Wednesday 12 February 2020

Open Letter by Biochemist Dr. Thomas Maler - On the "Biosolids" Issue



Open Letter - on the topic of relaxing the ban on sewage sludge/biosolids spreading on the land






After much research and consultation, the CRD is about to reverse a previous decision made sometime around 2011 that protects our environment, watershed and the health of rural residents.  The earlier decision banned the application of toxic biosolids on land. What has changed since that earlier vote is that more is known about the toxicity levels contained in sludge/biosolids, and that other communities are using far superior methods that cost a fraction of what we're going to pay and they completely save the environment from toxins.

The value of biosolids as a fertilizer for trees is more than offset by the highly toxic nature of biosolids, which contain up to 85,000 different virtually indestructible chemicals, superbugs (multi-drug resistant bacteria) which breed in all sewage treatment plants, micro-plastics and micro-fibres which absorb many toxins on their surface.  The plants grown on sludge contaminated lands take up these chemicals which then end up in our food and the effluent from those lands contaminates our streams, rivers and oceans, including the fish we eat. 

A recent 2019 study shows that POPs (persistent organic pollutants) in the root level of sewage treated soils indicate extremely high stability and low degradability of a large variety of these chemicals.


A January 2020 study from France indicates that chemical pollution has reached unprecedented levels with every child being born “precontaminated” with hundreds of chemicals many of which can interfere with brain development. These epigenetic interactions are now being increasingly researched and documented. The chemicals get into our environment and into our bodies via industrial and urban waste water treatment plants and via the use of sewage sludge on the land as fertilizer. 


A recent paper described a group of 4700 man made chemicals called PFAS. They are used in a wide variety of consumer products and industrial applications and they have been implicated in developmental defects in unborn child. Reuse of sewage sludge as fertilizer has led to PFAS pollution of soil and water in Austria, Germany, Switzerland and the US. 
“The new European Commission is finally recognizing the need to strive for a non-toxic environment.” 



Many countries in Europe, including Switzerland, Sweden and Germany are turning away from this polluting strategy and banning the use of biosolids on the land. So why are we choosing such an environmentally damaging strategy when there are much better and safer ways to turn sewage sludge into energy. 
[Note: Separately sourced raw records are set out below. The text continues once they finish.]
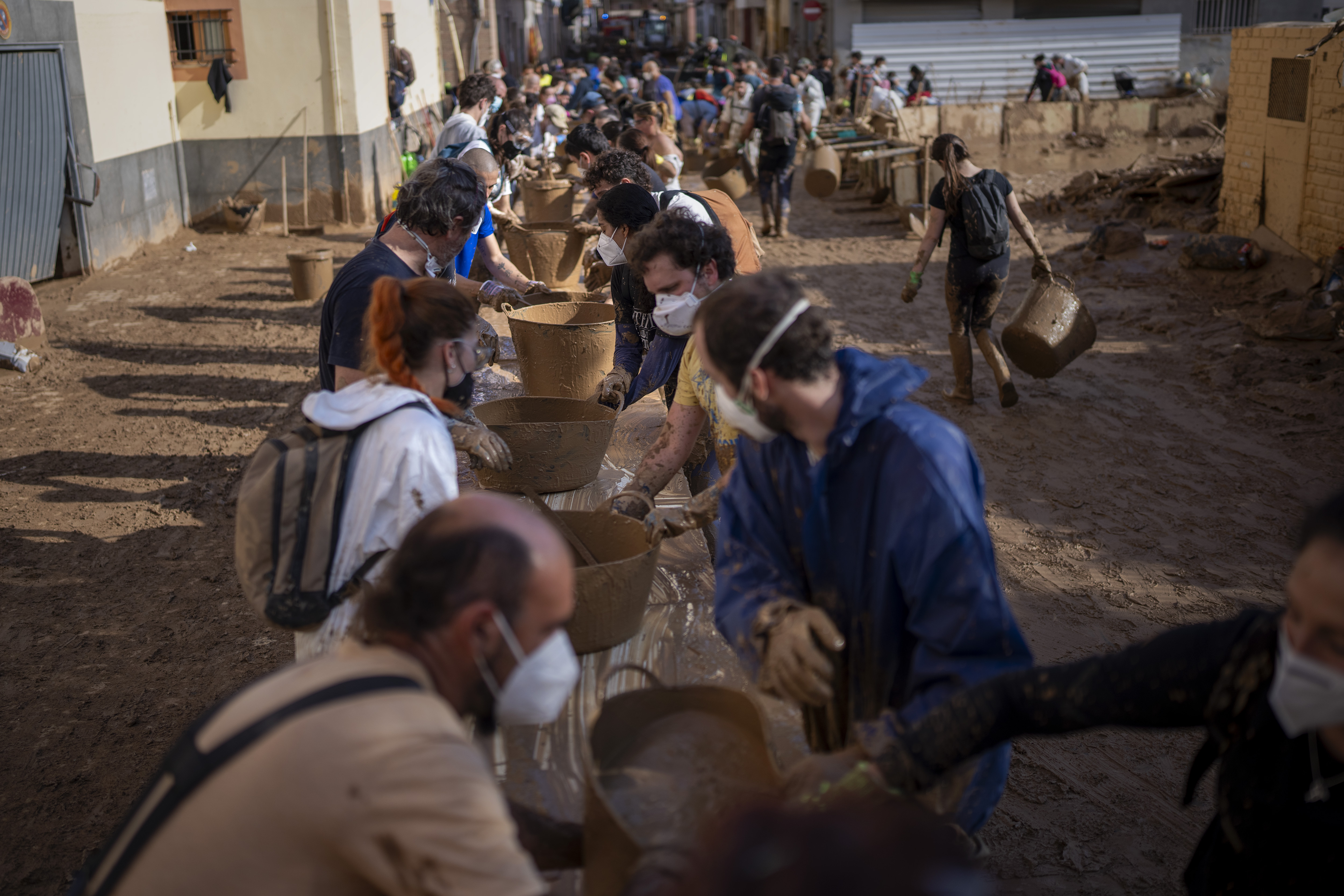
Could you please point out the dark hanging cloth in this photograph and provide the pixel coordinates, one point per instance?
(218, 81)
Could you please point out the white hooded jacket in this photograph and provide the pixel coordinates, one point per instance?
(404, 467)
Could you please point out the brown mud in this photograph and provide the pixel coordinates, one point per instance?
(1156, 481)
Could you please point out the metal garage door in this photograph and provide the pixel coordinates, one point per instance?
(33, 163)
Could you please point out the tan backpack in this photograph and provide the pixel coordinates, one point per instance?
(289, 512)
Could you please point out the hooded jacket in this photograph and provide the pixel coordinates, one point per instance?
(888, 535)
(402, 468)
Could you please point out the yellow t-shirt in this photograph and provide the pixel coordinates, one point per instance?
(695, 389)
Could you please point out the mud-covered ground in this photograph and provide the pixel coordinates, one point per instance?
(1156, 481)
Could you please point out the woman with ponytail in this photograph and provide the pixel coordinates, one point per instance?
(976, 205)
(420, 342)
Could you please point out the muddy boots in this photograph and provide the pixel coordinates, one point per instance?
(960, 346)
(998, 365)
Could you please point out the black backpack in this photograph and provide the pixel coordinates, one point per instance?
(984, 216)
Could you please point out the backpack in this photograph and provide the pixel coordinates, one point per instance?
(984, 216)
(289, 512)
(726, 214)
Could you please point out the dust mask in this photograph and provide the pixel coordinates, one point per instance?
(1307, 695)
(611, 252)
(539, 686)
(740, 412)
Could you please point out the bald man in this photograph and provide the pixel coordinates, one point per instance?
(381, 789)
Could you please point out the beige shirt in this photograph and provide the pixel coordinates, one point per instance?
(381, 793)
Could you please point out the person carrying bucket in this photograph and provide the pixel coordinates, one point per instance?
(855, 573)
(976, 206)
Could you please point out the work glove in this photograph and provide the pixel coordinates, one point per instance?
(484, 447)
(496, 295)
(793, 666)
(1041, 268)
(666, 523)
(908, 295)
(613, 389)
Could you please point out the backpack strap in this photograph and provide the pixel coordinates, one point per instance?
(186, 769)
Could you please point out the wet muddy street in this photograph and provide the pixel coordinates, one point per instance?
(1156, 481)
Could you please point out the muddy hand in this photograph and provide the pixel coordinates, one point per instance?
(795, 667)
(484, 447)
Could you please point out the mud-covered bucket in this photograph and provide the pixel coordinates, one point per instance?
(823, 175)
(311, 273)
(558, 444)
(662, 763)
(726, 175)
(609, 598)
(564, 348)
(545, 201)
(1049, 331)
(548, 250)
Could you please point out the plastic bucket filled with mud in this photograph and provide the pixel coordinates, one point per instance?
(558, 444)
(549, 250)
(823, 175)
(725, 174)
(662, 763)
(564, 348)
(548, 199)
(609, 598)
(311, 273)
(1049, 331)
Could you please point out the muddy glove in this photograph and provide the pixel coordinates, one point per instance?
(613, 387)
(666, 523)
(793, 666)
(486, 448)
(495, 295)
(908, 295)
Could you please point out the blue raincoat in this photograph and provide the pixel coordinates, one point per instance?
(888, 535)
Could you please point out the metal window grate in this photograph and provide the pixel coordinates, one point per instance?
(199, 37)
(1221, 17)
(1288, 83)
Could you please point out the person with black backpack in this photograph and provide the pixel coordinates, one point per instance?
(773, 111)
(976, 206)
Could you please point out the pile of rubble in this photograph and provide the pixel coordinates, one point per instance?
(1175, 193)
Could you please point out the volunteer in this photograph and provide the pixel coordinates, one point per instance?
(682, 262)
(377, 786)
(772, 112)
(423, 346)
(1267, 686)
(855, 572)
(978, 261)
(476, 103)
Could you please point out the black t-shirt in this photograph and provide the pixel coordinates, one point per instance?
(342, 338)
(955, 225)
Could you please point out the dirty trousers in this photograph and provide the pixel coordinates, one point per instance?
(974, 291)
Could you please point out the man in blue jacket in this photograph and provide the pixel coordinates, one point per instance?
(855, 573)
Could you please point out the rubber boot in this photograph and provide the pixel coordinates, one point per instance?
(998, 366)
(961, 393)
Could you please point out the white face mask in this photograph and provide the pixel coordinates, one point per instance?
(539, 686)
(1307, 695)
(612, 253)
(740, 412)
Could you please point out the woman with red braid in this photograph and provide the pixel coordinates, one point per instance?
(420, 343)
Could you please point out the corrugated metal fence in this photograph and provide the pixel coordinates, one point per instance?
(33, 138)
(991, 60)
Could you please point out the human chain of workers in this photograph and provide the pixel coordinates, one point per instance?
(854, 570)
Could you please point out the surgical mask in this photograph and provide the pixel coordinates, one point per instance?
(1306, 695)
(539, 686)
(740, 413)
(675, 315)
(611, 252)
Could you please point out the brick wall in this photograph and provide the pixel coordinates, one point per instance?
(1322, 227)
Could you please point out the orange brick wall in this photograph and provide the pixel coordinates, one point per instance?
(1322, 229)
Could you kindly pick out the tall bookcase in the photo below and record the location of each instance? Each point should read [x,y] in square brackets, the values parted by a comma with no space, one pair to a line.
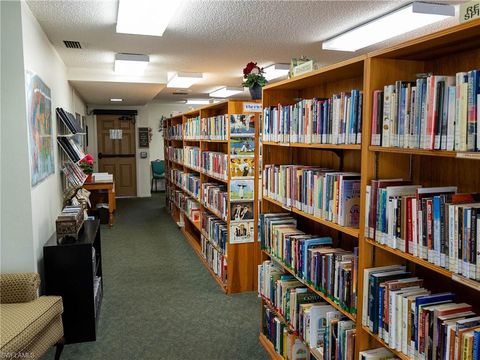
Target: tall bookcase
[446,52]
[240,255]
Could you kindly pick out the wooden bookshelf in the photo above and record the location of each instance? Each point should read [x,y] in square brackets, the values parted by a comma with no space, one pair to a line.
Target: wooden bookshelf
[241,258]
[445,52]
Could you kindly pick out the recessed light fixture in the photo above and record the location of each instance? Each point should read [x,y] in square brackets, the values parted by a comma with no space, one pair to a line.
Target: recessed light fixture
[143,17]
[130,64]
[276,71]
[198,102]
[184,80]
[403,20]
[226,91]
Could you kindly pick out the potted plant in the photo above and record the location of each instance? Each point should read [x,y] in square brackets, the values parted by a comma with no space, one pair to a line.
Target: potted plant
[86,164]
[254,80]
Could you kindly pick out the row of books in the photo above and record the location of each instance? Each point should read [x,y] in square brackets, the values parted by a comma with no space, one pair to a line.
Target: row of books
[336,120]
[409,318]
[175,132]
[74,174]
[331,271]
[215,164]
[69,120]
[302,321]
[215,197]
[324,193]
[175,154]
[215,230]
[191,128]
[432,223]
[215,259]
[73,151]
[438,112]
[214,128]
[191,156]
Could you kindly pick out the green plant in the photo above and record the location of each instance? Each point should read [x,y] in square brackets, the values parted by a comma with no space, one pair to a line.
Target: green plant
[253,75]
Furthermore, why are we choosing much more expensive process that only turns half of the energy in sludge into methane and the other leftover half is being shipped to kilns in Richmond. The CRD has environmentally damaging plan to spray the sludge on the land for 6 weeks of the year when the cement kilns are shut down. The New York/New Jersey metropolitan area(s) have a lowest cost plan to dispose of their sludge/biosolids in a gasifier being built by Aries Clean Energy at Aries Linden Roselle Sewerage Authority in Linden NJ. The cost for the Aries Linden facility will be US$50 million and it will serve population of 13.5 million people. This plant will operate only on sewage sludge with no need to build hugely expensive anaerobic digesters and will be in full operation in Q4 of 2020 . 


In contrast the cost for the  CRD system will be Can$ 330 million and the system will only turn 50% of the amount of sludge into energy ie. methane and will serve population of 368,000 people. In contrast the NJ gasifier will cost only a fraction (6%) of  what the CRD will pay, while serving a population 37 times larger. 

I understand that the CRD had two beneficial use proposals to build gasifiers to turn biosolids into electricity, but those proposals were not chosen. In fact, a lot of taxpayers money could have been saved by not building anaerobic digesters and simply gasifying sewage sludge directly. That approach would also provide a permanent solution so it would not have to be shipped anywhere. The sludge could be stored until the gasifier is built and that would satisfy the ministers requirement for beneficial use.